Los últimos días del Papa Francisco: trabajo, fe y una despedida serena​

El Papa Francisco falleció el lunes 21 de abril a los 88 años, tras sufrir un derrame cerebral en su residencia de Casa Santa Marta. Sus últimos días estuvieron marcados por la fragilidad física, pero también por una intensa actividad pastoral y espiritual, fiel a su estilo de cercanía y compromiso hasta el final.​

Una salud deteriorada, pero activo hasta el final

Desde mediados de febrero, Francisco enfrentaba una neumonía bilateral que lo mantuvo hospitalizado durante 38 días en el Hospital Gemelli de Roma. Tras recibir el alta el 23 de marzo, continuó su convalecencia en el Vaticano, donde retomó sus labores cotidianas con determinación. A pesar de requerir oxigenación nocturna y asistencia para caminar, celebraba misa diariamente y mantenía reuniones con colaboradores cercanos.

Su última aparición pública fue el Domingo de Resurrección, el 20 de abril, cuando impartió la bendición Urbi et Orbi desde la Plaza de San Pedro. Visiblemente debilitado, con dificultades para hablar, su presencia fue un testimonio de su compromiso inquebrantable con la fe y los fieles.

Una despedida sencilla y multitudinaria

Siguiendo sus deseos, el féretro de Francisco fue trasladado este miércoles a la Basílica de San Pedro sin el tradicional catafalco, en una procesión encabezada por el cardenal camarlengo Kevin Farrell. La capilla ardiente permanecerá abierta hasta el viernes, permitiendo que miles de fieles le rindan homenaje.

El funeral se celebrará el sábado 26 de abril a las 10:00 horas en la Plaza de San Pedro, presidido por el Decano del Colegio Cardenalicio, Giovanni Battista Re.
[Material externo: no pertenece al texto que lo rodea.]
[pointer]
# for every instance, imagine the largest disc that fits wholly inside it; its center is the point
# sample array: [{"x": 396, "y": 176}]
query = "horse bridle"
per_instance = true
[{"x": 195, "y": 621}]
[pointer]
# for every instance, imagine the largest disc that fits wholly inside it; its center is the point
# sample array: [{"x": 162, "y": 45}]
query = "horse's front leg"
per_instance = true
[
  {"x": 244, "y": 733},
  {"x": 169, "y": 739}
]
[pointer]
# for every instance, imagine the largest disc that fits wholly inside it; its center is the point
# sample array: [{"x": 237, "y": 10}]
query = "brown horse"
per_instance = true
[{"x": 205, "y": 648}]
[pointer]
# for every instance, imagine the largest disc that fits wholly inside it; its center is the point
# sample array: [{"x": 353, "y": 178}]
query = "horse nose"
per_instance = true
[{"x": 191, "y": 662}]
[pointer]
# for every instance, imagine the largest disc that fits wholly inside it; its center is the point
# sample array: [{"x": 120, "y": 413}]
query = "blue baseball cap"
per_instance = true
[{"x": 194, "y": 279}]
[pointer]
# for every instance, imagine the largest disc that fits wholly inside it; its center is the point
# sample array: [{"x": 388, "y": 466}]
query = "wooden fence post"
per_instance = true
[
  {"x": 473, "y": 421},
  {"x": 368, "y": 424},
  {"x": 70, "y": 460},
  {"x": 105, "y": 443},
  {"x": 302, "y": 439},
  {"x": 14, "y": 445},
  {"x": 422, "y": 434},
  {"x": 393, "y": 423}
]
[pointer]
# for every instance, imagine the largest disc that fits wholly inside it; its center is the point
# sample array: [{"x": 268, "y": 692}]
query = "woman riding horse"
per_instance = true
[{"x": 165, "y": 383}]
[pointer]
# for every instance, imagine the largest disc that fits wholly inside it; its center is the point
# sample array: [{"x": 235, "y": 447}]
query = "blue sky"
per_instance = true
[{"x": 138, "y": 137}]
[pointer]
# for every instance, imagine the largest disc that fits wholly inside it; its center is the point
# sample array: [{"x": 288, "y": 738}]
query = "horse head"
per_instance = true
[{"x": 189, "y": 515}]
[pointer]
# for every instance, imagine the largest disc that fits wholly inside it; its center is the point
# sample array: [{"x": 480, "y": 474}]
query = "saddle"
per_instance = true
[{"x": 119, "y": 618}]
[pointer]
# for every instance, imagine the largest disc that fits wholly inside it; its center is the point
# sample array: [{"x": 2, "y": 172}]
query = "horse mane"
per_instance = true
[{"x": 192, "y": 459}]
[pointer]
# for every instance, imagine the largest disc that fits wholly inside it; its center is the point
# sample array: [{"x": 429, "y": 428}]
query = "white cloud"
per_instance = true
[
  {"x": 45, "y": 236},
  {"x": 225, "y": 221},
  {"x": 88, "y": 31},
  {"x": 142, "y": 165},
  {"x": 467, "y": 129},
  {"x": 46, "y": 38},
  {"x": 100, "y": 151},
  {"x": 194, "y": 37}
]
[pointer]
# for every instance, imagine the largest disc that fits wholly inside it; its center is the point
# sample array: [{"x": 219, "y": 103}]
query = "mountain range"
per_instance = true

Al finalizar, el cuerpo de Francisco será sepultado en la Basílica de Santa María la Mayor, junto al icono bizantino ‘Salus Populi Romani’, en una tumba discreta, tal como él lo solicitó.

Un legado de humildad y reforma

Francisco será recordado por su estilo pastoral sencillo, su compromiso con los pobres y su impulso a una Iglesia más abierta y dialogante. Su legado perdurará en las reformas que promovió y en el corazón de millones de fieles en todo el mundo.​

Con su partida, la Iglesia Católica entra en un período de Sede Vacante. El cónclave para elegir a su sucesor deberá comenzar antes del 11 de mayo, conforme a las normas canónicas.​

El mundo despide a un pontífice que, hasta su último aliento, vivió con humildad, entrega y amor por su Iglesia.